Access dataset batch metadata

To ensure that system columns (metadata columns) are included in the query results, use the SQL command set drop_system_columns=false in your Query Editor. This configures the behavior of your SQL query session. This input must be repeated if you start a new session.

Next, to view the system fields of the dataset, execute a SELECT all statement to display the results from the dataset, for example select * from movie_data. The results include two new columns on the right-hand side _acp_system_metadata and _ACP_BATCHID. The metadata columns _acp_system_metadata and _ACP_BATCHID help identify the logical and physical partitions of ingested data.

The DBVisualizer UI with the movie_data table and its metadata columns displayed and highlighted.

When data is ingested into Experience Platform, it is assigned a logical partition based on the incoming data. This logical partition is represented by _acp_system_metadata.sourceBatchId. This ID helps to group and identify the data batches logically before they are processed and stored.

After the data is processed and ingested into the data lake, it is assigned a physical partition represented by _ACP_BATCHID. This ID reflects the actual storage partition in the data lake where the ingested data resides.

Use SQL to understand logical and physical partitions

To help understand how the data is grouped and distributed after ingestion, use the following query to count the number of distinct physical partitions (_ACP_BATCHID) for each logical partition (_acp_system_metadata.sourceBatchId).

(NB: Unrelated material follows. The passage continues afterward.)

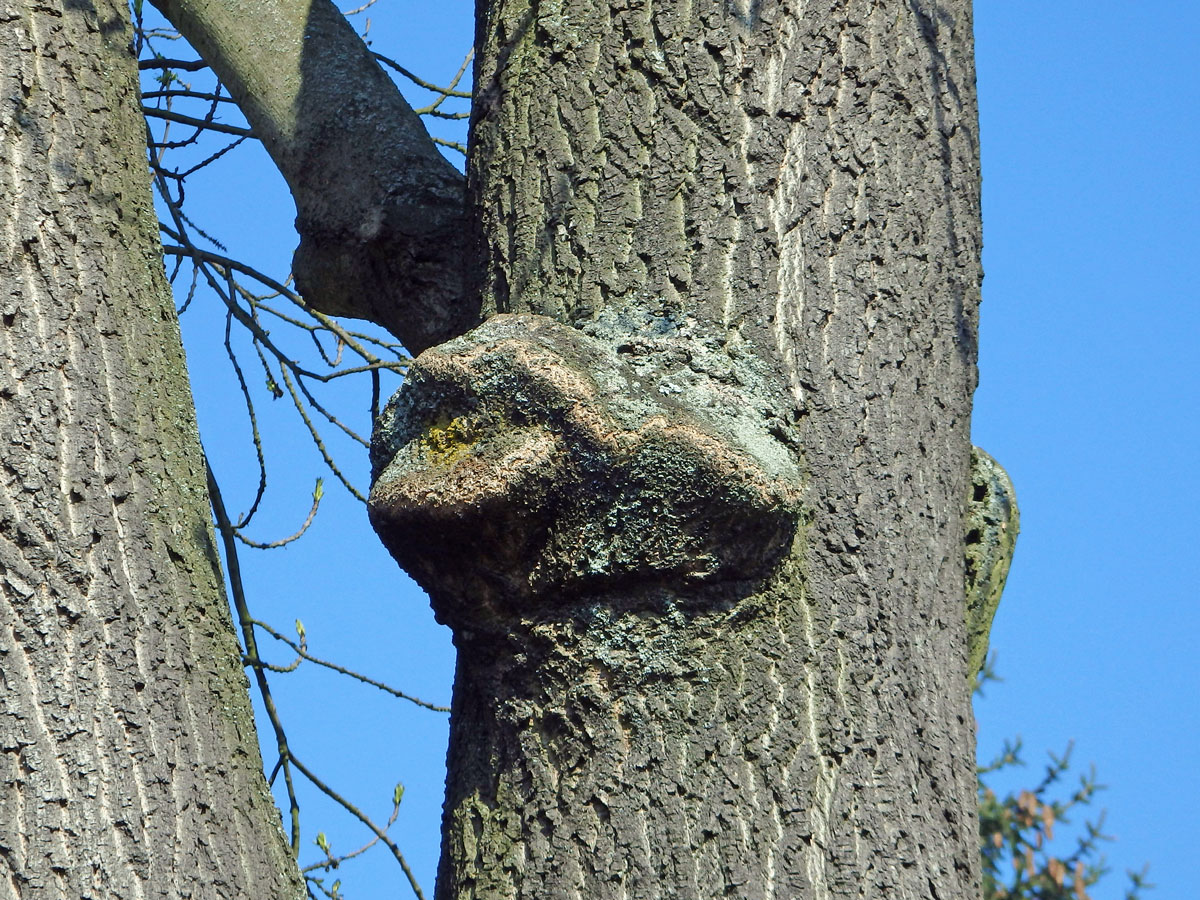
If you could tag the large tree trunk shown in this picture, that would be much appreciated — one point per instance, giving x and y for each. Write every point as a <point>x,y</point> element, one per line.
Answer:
<point>130,765</point>
<point>695,511</point>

SELECT  _acp_system_metadata, COUNT(DISTINCT _ACP_BATCHID) FROM movie_data
GROUP BY _acp_system_metadata

The results of this query are shown in the image below.

The results of a query to show the number of distinct physical partitions for each logical partition.

These results demonstrate that the number of input batches does not necessarily match the number of output batches, as the system determines the most efficient way to batch and store the data in the data lake.

For the purpose of this example, it is assumed that you have ingested a CSV file into Experience Platform and created a dataset called drug_checkout_data.

The drug_checkout_data file is a deeply nested set of 35,000 records. Use the SQL statement SELECT * FROM drug_orders; to preview of the first set of records in the JSON-based drug_orders dataset.

The image below shows a preview of the file and its records.

A preview of the first set of records in the JSON-based drug_orders dataset.